Since 1999, improvements have included:
Scoville becoming one way for better security after the Columbine shootings and the 9/11 attack.
The garage was built, removing all faculty, staff and student parking from most all north-south residential, non-arterial streets on school days only, not evenings or weekends.
Most important, the campus was closed at lunch to freshman and sophomores, and juniors and seniors were allowed in and out at lunch as a privilege, and only through the west side of the building onto the mall.
As much as we support and enjoy providing a fine high school for our youth, we have also come to enjoy the order, quiet, and clean streets of the lunchtime hours. And we are pleased that the new parking plan by the Transportation Commission will require only 10-11 faculty and staff cars each school day on each of most nearby north-south streets.
In the 1990s, this change would have been viewed as a significant and highly-valued improvement. Neighbors would have been very appreciative of the village and school for its responsiveness to residents, who, incidentally, had often chosen to live near this community resource for the benefit of their own children — e.g., our two and many of our neighbors’ youth.
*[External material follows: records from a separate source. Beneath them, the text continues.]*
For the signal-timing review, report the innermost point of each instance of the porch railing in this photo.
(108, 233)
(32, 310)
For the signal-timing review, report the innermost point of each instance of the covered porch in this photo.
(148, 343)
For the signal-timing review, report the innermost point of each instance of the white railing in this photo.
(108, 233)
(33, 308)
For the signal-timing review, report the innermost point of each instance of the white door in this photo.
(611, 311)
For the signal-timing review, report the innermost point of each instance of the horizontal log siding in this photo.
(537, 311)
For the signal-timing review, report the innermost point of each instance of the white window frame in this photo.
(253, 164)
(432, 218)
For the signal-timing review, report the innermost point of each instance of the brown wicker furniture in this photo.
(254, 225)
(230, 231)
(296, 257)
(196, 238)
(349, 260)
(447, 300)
We’re sorry about losing the garage. However, reflecting on neighborhood history and the benefits of our location, we welcome the school board’s decision to keep precious green space and create a pool that meets our community’s high expectations for the education and recreation of our youth. We accept it as a well-studied and timely solution, and appreciate how little will be the additional impact on our privileged neighborhood.